Source: P36 of Elementary Differential Equations, 9th Ed by Boyce, DiPrima et al.
${\int{f(t)\text{ }dt} = \int_{t_0}^t f(s) \text{ } ds \quad \text{ where $t_0$ is some convenient lower limit of integration.}} \tag{$*$}$
$\Large{\text{1.}}$ I now know: $ \int{f(t)\text{ }dt} \qquad$ is $\color{green}{\text{ a set of functions $\qquad$ (**)}} $
and $ \int_{t_0}^t f(s) \text{ } ds \qquad$ is $\color{#B53389}{\text{ an element of set (**) above.}} \quad $
So how and why is $(*)$ true? How can a $\color{green}{\text{ a set of functions}}$ = $\color{#B53389}{\text{ an element of the same set}} $ ?

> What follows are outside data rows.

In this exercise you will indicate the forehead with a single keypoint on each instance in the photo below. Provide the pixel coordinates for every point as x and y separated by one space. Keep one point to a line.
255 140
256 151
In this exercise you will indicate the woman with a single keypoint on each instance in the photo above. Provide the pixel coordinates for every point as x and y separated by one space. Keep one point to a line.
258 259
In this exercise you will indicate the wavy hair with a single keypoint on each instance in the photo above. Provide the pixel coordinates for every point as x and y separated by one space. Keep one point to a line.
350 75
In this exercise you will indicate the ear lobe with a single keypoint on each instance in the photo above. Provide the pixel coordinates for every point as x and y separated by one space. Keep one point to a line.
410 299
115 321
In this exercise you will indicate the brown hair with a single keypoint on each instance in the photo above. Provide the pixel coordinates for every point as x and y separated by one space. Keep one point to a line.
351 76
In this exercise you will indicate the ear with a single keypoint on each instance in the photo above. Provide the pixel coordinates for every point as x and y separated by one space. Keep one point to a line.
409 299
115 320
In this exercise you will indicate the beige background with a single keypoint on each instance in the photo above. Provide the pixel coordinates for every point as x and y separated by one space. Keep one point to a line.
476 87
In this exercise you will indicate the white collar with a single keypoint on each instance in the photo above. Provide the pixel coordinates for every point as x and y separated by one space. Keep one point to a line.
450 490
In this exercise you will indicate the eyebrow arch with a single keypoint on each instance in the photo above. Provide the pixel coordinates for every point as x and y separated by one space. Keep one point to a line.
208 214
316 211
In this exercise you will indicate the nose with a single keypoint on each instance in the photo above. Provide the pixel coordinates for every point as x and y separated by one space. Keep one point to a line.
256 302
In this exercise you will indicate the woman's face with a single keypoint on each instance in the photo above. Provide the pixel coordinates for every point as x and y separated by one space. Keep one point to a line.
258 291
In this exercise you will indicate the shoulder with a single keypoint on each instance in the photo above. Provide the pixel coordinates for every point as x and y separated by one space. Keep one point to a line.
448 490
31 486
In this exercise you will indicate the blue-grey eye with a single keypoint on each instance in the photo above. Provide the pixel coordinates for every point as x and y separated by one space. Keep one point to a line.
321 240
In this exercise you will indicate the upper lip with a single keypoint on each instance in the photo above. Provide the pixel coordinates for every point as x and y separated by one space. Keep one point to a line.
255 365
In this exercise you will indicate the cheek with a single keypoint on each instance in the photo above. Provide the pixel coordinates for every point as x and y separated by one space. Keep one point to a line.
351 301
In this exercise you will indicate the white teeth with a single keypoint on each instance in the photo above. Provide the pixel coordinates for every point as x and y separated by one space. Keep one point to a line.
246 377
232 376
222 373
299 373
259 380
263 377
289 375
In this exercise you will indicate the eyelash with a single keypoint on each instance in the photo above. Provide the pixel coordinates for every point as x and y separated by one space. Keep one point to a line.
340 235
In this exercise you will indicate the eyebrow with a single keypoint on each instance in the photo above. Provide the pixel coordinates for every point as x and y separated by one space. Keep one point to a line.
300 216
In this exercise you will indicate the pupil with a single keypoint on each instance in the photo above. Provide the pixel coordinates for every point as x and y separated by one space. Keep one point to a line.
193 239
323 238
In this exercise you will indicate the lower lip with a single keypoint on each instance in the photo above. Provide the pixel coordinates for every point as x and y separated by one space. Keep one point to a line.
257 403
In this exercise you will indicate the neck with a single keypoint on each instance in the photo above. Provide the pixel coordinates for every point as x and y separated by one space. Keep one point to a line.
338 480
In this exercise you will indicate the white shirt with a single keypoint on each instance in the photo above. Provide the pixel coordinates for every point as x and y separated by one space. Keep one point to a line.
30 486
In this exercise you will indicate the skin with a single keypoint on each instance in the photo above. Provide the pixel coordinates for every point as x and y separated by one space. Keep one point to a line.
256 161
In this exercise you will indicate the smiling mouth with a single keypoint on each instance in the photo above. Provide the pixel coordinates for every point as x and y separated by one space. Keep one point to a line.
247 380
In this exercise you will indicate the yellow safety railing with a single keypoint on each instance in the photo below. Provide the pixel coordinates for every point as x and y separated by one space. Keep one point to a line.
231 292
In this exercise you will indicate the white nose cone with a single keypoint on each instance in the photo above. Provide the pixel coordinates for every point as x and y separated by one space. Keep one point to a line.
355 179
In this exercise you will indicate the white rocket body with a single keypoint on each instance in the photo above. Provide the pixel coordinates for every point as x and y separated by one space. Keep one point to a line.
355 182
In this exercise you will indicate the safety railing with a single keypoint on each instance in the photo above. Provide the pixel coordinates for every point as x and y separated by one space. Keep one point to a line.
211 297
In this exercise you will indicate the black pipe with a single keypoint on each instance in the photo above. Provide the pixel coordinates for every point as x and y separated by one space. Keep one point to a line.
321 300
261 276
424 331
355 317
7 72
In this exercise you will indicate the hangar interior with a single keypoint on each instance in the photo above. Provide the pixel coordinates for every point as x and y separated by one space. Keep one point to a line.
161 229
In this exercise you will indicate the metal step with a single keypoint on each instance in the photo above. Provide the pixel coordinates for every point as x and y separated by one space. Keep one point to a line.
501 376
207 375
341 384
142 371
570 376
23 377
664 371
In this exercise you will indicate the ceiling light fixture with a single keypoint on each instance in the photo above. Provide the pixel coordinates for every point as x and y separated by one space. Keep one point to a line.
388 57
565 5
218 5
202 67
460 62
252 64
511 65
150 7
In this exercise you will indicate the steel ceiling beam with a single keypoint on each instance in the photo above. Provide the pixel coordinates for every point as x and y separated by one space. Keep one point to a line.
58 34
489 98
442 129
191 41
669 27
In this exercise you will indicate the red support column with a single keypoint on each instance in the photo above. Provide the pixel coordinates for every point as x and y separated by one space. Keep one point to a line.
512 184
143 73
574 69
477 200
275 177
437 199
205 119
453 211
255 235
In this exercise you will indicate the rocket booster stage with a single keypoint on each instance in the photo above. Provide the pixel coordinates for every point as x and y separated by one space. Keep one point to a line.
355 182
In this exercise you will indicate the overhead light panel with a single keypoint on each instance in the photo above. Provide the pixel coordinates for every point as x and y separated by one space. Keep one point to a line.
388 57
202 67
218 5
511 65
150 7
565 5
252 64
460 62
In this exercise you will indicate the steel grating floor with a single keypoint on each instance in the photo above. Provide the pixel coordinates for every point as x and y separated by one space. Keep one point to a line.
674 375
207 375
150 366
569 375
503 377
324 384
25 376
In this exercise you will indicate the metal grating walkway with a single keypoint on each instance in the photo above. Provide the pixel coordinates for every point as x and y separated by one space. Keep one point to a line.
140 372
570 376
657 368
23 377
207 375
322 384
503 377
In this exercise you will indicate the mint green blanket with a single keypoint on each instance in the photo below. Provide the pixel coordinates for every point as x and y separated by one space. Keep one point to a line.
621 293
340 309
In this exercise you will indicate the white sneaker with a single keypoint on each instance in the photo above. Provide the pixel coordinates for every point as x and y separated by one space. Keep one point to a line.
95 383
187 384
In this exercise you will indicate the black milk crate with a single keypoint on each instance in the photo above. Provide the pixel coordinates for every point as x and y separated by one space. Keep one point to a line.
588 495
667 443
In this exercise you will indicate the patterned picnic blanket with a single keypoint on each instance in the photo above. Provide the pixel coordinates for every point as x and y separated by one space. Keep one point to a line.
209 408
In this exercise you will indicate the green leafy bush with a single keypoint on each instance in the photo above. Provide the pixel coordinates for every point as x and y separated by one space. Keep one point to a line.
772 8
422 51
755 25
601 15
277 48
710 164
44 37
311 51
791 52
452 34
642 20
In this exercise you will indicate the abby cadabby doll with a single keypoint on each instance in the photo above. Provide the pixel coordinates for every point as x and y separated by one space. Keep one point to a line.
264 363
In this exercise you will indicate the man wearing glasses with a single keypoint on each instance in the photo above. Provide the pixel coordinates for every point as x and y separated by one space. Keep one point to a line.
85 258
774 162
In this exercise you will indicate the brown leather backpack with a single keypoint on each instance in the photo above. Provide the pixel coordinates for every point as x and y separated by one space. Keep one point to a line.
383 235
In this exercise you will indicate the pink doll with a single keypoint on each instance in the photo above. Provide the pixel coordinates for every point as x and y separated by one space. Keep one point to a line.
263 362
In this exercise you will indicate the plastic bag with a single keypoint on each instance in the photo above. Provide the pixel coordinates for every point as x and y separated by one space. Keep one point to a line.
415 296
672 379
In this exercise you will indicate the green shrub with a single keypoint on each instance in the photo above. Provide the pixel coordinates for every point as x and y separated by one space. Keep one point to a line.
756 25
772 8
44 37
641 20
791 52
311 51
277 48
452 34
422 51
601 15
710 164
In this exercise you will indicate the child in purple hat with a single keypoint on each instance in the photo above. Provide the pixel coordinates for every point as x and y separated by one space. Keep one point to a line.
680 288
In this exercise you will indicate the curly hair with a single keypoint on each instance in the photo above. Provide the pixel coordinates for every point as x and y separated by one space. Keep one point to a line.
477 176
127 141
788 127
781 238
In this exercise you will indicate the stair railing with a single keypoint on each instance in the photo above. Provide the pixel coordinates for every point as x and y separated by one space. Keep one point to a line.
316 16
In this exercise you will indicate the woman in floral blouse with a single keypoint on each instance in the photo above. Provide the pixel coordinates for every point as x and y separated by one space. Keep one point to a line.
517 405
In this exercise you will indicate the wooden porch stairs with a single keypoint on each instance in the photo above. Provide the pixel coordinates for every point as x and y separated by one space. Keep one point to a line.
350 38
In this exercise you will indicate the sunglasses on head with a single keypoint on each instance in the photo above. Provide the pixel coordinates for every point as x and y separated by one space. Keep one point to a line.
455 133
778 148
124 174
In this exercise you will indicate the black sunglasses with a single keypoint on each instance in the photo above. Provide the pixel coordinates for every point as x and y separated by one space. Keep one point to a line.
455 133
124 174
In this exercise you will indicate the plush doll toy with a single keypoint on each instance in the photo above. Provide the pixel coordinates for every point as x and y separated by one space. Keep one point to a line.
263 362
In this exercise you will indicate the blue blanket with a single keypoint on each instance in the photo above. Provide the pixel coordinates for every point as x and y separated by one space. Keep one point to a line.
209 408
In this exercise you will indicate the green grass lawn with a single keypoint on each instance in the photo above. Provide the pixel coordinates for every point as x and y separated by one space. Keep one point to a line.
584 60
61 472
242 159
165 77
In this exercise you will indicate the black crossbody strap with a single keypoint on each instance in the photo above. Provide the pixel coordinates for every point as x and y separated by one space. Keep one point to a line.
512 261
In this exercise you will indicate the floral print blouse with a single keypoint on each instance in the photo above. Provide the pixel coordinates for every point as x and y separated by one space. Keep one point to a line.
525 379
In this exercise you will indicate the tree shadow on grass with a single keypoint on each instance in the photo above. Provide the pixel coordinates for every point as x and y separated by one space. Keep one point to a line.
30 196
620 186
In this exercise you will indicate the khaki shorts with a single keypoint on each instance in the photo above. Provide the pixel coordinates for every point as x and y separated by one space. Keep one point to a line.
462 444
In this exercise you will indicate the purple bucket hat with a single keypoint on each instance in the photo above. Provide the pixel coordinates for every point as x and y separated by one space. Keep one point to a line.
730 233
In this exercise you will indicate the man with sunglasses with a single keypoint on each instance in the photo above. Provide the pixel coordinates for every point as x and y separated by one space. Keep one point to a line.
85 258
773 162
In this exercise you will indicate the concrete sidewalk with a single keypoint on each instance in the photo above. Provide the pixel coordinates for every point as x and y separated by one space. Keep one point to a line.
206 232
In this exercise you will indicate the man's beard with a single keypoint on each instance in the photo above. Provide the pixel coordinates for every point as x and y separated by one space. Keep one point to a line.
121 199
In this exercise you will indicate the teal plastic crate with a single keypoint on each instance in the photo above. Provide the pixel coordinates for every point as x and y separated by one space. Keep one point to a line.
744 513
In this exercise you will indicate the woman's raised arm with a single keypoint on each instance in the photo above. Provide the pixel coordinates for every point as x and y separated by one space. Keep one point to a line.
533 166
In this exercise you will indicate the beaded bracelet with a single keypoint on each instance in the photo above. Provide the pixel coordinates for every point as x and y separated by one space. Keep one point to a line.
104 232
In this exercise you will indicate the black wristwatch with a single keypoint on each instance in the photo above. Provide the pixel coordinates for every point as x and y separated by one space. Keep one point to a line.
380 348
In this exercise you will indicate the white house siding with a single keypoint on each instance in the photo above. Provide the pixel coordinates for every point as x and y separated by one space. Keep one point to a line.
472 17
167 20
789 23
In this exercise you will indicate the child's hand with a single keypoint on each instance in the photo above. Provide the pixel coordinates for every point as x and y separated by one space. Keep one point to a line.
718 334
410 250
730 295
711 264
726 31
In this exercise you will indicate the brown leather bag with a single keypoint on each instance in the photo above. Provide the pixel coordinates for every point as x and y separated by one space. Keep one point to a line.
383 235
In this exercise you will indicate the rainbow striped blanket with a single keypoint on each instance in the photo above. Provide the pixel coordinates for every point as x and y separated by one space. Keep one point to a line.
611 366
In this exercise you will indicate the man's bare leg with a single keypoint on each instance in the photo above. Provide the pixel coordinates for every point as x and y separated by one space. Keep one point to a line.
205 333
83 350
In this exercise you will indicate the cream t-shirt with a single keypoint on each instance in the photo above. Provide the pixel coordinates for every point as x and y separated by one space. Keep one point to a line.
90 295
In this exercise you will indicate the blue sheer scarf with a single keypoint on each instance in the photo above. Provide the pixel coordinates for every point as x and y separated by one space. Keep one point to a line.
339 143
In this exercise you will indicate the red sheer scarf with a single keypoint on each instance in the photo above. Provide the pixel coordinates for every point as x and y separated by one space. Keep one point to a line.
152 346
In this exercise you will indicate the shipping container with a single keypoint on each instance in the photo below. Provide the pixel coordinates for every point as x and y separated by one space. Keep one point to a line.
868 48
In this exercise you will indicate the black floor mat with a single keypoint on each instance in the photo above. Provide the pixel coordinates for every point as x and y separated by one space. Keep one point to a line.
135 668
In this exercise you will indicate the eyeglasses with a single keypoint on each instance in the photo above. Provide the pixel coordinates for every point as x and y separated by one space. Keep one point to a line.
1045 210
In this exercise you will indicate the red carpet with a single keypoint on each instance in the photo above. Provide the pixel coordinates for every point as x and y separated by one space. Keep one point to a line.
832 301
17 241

Supplementary to William Stagner's answer and Peter Tamaroff's comment
Thanks to your explanations, I now know that: $\int{f(t)}\text{ }dt = g(t) + C \qquad \forall \ C \in \mathbb{R}\ \tag{$\natural$}$ $\int_{t_0}^t f(s) \text{ } ds = g(t) - g(t_0) \tag{$\blacklozenge$}$
Since $g(t)$ is one function and $t_0$ is one arbitrarily chosen argument/number,
thus $-g\left(t_0\right)$ is ONE FIXED number.
In contrast, $C$ is ANY real number.
$\Large{\text{3.}}$ So $(\natural) \mathop{=}^{?} \, (\blacklozenge) \iff C \mathop{=}^{?} -g(t_0).$ But how and why is : $ C \mathop{=}^{?} -g\left(t_0\right) \; $?